Dotato di tenacissima memoria, gli riusciva facile ripetere componimenti altrui uditi anche una sola volta; così si spiega perché fosse uno dei tanti, che in quel tempo mietevano allori e sbalordivano il pubblico come improvvisatori. E nelle improvvisazioni e nella poesia meditata egli, che pur visse lontano dalle corti, ha tutte le caratteristiche e mostra i particolari difetti di quei verseggiatori cortigiani della seconda metà del sec. XV, la cui poesia fu definita "un secentismo anticipato". Quindi il fare tronfio e reboante, le apostrofi incalzanti, le contorsioni di pensiero e le metafore arrischiate, turgidezza da una parte e frivolità dall'altra, che malamente mascherano, l'una e l'altra, l'assenza di un sentimento profondo ed efficace. Peraltro non è da credere che tutto sia scoria nella vasta produzione di questo fecondissimo verseggiatore. In alcuni sonetti e soprattutto in alcuni di quegli strambotti, coi quali riecheggiò da letterato la poesia popolare, v'è una certa finezza di espressioni e un modo di sentire nient'affatto grossolano e volgare. Nelle elegie latine, delle quali pubblicò un libro, insieme con quattro libri d'epigrammi, a Brescia nel 1499, si nota certa felice disinvoltura nell'uso dell'esametro e del distico, anche se si tratti più che altro di abilità tecnica. Né si vogliono tacere le sue poesie patriottiche, ispirate spesso a nobili sensi, poiché negli anni venturosi che precedettero e seguirono la calata di Carlo VIII, anche il S., in sonetti, in epigrammi, in capitoli, si unì a quella esigua schiera di poeti che tentarono di scuotere l'animo degl'italiani, o almeno piansero, in accenti più o meno sinceri e sentiti, sulla rovina della patria.

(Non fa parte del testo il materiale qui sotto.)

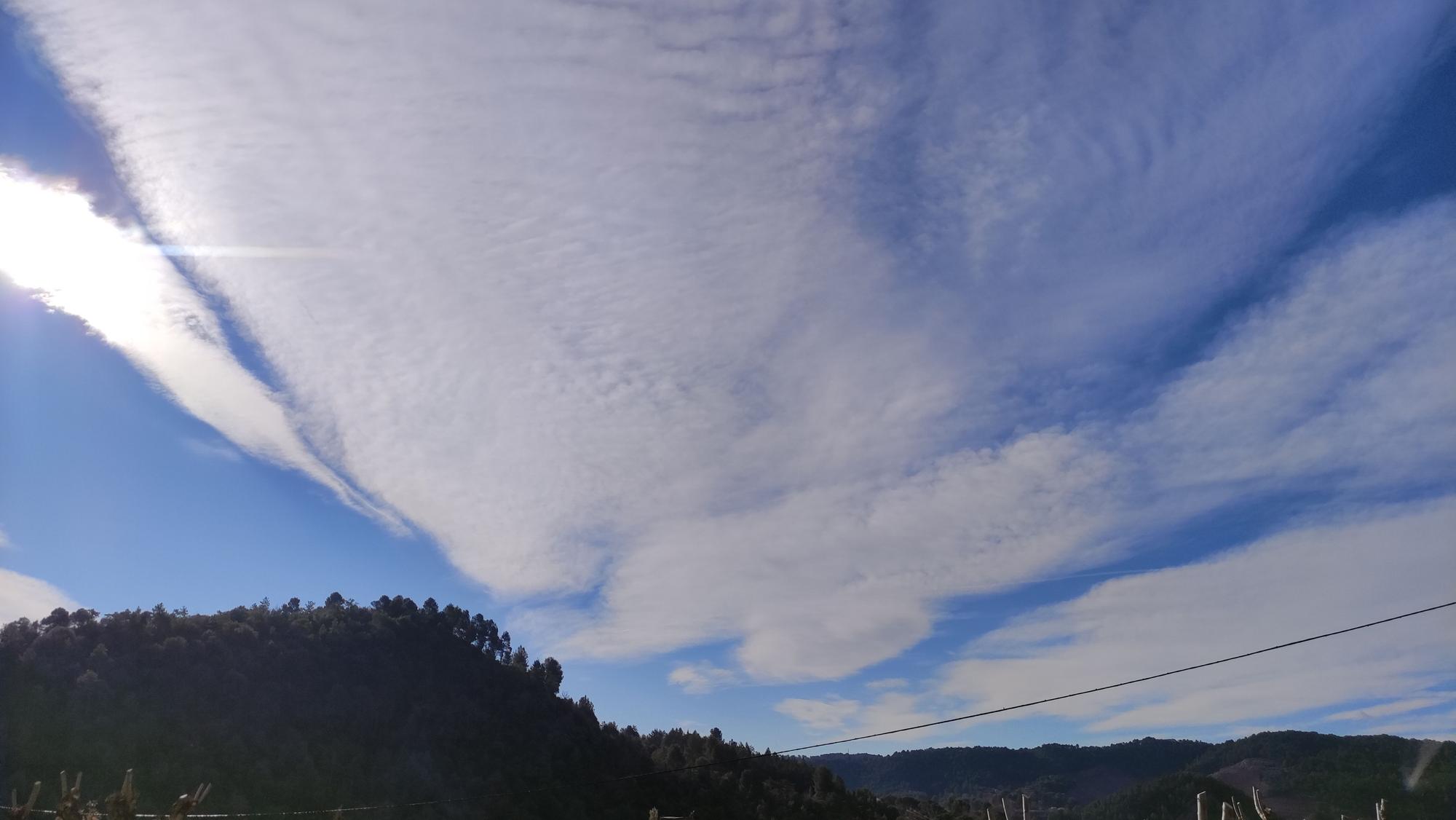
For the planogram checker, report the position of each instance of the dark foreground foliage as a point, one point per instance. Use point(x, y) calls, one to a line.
point(1155, 780)
point(311, 707)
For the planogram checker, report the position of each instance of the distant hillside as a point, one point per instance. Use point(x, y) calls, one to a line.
point(1302, 774)
point(1061, 774)
point(314, 707)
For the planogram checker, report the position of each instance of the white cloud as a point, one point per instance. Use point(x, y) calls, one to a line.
point(212, 451)
point(701, 678)
point(53, 244)
point(889, 711)
point(1428, 728)
point(1393, 709)
point(742, 321)
point(819, 716)
point(23, 596)
point(1279, 589)
point(1345, 375)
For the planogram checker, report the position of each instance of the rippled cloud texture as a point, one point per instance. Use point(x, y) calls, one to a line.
point(784, 326)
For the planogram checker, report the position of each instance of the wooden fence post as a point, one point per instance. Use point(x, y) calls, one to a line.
point(187, 803)
point(1259, 806)
point(71, 805)
point(23, 812)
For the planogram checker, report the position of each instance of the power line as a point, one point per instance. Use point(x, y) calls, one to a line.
point(761, 755)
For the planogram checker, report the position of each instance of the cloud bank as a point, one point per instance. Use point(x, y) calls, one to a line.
point(784, 326)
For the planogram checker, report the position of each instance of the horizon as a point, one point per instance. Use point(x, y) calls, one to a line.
point(802, 372)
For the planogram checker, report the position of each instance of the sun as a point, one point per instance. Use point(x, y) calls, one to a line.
point(56, 245)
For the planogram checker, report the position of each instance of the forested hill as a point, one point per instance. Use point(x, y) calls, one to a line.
point(1304, 774)
point(311, 707)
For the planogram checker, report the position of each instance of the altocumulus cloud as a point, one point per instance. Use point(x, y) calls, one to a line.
point(748, 318)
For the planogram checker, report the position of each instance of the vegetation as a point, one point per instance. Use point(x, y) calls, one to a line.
point(312, 707)
point(1152, 778)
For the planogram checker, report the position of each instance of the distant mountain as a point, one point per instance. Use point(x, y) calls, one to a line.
point(315, 707)
point(1302, 774)
point(1062, 774)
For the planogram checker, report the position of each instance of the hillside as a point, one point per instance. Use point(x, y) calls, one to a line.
point(1058, 773)
point(306, 707)
point(1302, 774)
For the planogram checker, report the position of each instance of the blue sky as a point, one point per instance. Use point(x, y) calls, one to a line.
point(797, 371)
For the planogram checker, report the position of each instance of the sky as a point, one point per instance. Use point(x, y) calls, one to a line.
point(800, 369)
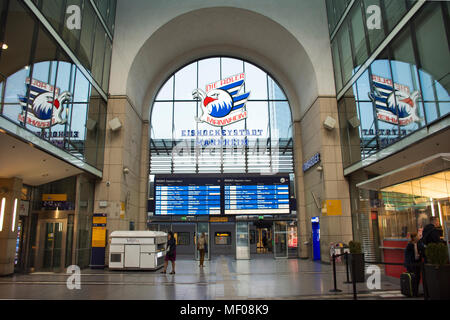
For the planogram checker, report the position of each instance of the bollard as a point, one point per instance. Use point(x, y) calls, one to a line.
point(334, 275)
point(346, 267)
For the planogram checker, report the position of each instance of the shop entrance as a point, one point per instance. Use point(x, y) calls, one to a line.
point(261, 238)
point(51, 236)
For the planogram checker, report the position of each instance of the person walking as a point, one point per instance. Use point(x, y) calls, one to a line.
point(413, 260)
point(432, 232)
point(171, 253)
point(201, 244)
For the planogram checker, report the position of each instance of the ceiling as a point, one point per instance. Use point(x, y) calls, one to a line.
point(34, 166)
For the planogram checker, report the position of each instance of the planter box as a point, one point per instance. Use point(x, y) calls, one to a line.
point(360, 275)
point(438, 281)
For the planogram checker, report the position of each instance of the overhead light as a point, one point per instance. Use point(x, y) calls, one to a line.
point(14, 215)
point(2, 213)
point(329, 123)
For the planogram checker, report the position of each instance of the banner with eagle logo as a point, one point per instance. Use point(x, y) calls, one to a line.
point(222, 104)
point(44, 104)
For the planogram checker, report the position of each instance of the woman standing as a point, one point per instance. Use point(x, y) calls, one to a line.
point(201, 248)
point(171, 253)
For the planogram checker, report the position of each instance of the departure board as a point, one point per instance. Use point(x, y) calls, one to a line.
point(256, 195)
point(230, 195)
point(187, 196)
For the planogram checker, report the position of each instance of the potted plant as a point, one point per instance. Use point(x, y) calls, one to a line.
point(356, 258)
point(437, 271)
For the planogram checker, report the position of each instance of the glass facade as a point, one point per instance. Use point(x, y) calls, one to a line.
point(356, 39)
point(182, 144)
point(42, 89)
point(405, 89)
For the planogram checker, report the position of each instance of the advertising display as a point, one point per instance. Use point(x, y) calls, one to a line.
point(187, 196)
point(257, 195)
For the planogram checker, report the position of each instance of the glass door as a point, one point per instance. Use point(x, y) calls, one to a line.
point(281, 239)
point(242, 241)
point(52, 245)
point(199, 229)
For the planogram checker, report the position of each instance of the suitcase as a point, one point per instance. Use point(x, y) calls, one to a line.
point(407, 284)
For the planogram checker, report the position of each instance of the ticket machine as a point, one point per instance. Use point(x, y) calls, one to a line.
point(137, 250)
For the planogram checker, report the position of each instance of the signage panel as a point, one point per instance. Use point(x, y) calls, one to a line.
point(254, 195)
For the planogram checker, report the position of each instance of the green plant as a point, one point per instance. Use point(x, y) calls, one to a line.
point(437, 253)
point(355, 247)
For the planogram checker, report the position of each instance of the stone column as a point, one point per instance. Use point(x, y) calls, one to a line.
point(328, 184)
point(302, 232)
point(10, 191)
point(124, 166)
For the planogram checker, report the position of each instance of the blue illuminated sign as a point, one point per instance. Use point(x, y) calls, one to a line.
point(311, 162)
point(214, 196)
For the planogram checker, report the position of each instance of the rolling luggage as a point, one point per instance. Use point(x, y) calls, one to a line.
point(407, 284)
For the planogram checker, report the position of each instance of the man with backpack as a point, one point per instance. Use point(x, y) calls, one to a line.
point(431, 234)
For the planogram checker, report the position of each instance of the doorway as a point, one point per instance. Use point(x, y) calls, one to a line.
point(51, 242)
point(263, 238)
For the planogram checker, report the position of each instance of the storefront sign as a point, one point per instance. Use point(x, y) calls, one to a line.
point(222, 104)
point(217, 137)
point(218, 219)
point(54, 197)
point(44, 104)
point(332, 208)
point(311, 162)
point(395, 103)
point(24, 208)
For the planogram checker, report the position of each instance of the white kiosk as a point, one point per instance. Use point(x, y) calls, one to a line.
point(137, 250)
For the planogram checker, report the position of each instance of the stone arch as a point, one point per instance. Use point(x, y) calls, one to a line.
point(223, 31)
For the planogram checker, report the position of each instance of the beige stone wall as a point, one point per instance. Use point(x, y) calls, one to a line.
point(10, 189)
point(328, 184)
point(124, 148)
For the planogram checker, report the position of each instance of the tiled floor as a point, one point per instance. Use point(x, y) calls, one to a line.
point(222, 278)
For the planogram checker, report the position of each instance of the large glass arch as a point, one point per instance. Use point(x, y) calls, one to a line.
point(254, 135)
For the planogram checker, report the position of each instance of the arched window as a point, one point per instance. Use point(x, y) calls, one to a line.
point(238, 121)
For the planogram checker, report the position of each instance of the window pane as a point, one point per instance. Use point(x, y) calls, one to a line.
point(161, 119)
point(255, 82)
point(186, 82)
point(346, 54)
point(275, 92)
point(433, 50)
point(71, 37)
point(87, 35)
point(359, 41)
point(208, 72)
point(166, 92)
point(395, 9)
point(404, 73)
point(107, 65)
point(375, 35)
point(99, 53)
point(184, 118)
point(53, 11)
point(337, 65)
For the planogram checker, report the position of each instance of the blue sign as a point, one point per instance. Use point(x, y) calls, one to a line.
point(311, 162)
point(214, 196)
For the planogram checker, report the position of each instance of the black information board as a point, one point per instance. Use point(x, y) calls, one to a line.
point(230, 195)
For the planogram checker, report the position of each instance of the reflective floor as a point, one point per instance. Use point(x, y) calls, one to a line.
point(222, 278)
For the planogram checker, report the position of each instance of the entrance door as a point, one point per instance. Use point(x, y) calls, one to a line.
point(51, 244)
point(199, 229)
point(281, 239)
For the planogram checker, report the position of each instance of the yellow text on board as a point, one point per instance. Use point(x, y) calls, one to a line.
point(333, 208)
point(54, 197)
point(98, 237)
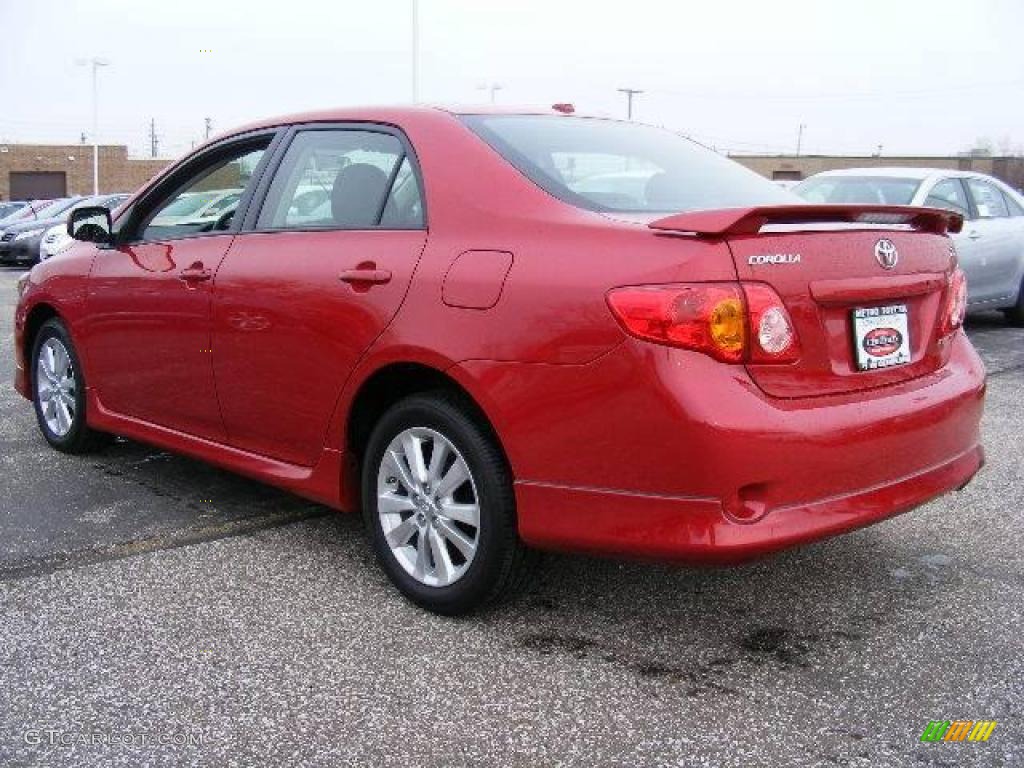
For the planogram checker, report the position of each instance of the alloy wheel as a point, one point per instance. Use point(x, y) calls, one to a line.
point(55, 387)
point(428, 507)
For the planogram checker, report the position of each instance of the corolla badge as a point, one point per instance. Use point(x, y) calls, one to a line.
point(773, 258)
point(886, 253)
point(882, 341)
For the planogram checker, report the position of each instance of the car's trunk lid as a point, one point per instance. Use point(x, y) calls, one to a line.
point(825, 262)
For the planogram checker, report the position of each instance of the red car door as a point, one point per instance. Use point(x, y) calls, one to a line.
point(148, 298)
point(303, 294)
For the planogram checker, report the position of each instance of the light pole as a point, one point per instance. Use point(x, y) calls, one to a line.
point(96, 62)
point(416, 51)
point(630, 93)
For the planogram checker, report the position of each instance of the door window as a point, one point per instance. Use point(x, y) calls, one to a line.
point(343, 179)
point(207, 200)
point(949, 195)
point(987, 199)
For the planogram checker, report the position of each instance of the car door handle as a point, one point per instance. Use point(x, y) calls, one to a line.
point(195, 273)
point(366, 275)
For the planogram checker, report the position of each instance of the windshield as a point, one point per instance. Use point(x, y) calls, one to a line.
point(859, 189)
point(606, 165)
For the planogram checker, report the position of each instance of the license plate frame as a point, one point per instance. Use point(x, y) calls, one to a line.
point(881, 336)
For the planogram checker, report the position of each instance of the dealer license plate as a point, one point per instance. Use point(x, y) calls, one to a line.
point(881, 337)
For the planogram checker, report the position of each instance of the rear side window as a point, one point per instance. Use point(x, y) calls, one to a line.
point(949, 195)
point(343, 179)
point(606, 165)
point(987, 199)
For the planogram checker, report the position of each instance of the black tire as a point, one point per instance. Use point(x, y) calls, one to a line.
point(1015, 314)
point(502, 562)
point(79, 438)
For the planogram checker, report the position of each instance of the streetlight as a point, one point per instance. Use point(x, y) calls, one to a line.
point(96, 62)
point(493, 87)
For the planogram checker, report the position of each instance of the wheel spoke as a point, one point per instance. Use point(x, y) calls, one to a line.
point(412, 444)
point(457, 475)
point(437, 457)
point(60, 360)
point(443, 568)
point(467, 513)
point(64, 418)
point(400, 534)
point(389, 503)
point(420, 569)
point(460, 540)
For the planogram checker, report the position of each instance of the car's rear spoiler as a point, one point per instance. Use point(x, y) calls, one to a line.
point(734, 221)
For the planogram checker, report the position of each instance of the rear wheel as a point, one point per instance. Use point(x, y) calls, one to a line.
point(439, 508)
point(58, 391)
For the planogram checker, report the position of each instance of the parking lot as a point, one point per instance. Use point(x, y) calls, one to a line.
point(158, 611)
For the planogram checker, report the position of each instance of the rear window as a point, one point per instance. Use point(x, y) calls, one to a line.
point(859, 189)
point(610, 166)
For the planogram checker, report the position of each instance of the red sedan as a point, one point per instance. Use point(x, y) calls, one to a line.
point(496, 333)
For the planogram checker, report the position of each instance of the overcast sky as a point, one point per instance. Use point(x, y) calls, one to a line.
point(916, 77)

Bibl.: Essenziale è sempre l'ampia notizia data da G. Tiraboschi nella Biblioteca modenese, V, pp. 22-34. La bibliografia fino al 1914, in A. D'Ancona, Del secentismo nella poesia cortigiana del sec. XXV, in Pagine sparse di lett. e di storia, Firenze 1914. Cfr. inoltre E. Percopo, Un carme di Ercole Strozzi contro P. S., in Studi di letteratura ital., IV (1902), p. 222 segg.; U. Renda, Il processo di P. S., Modena 1911.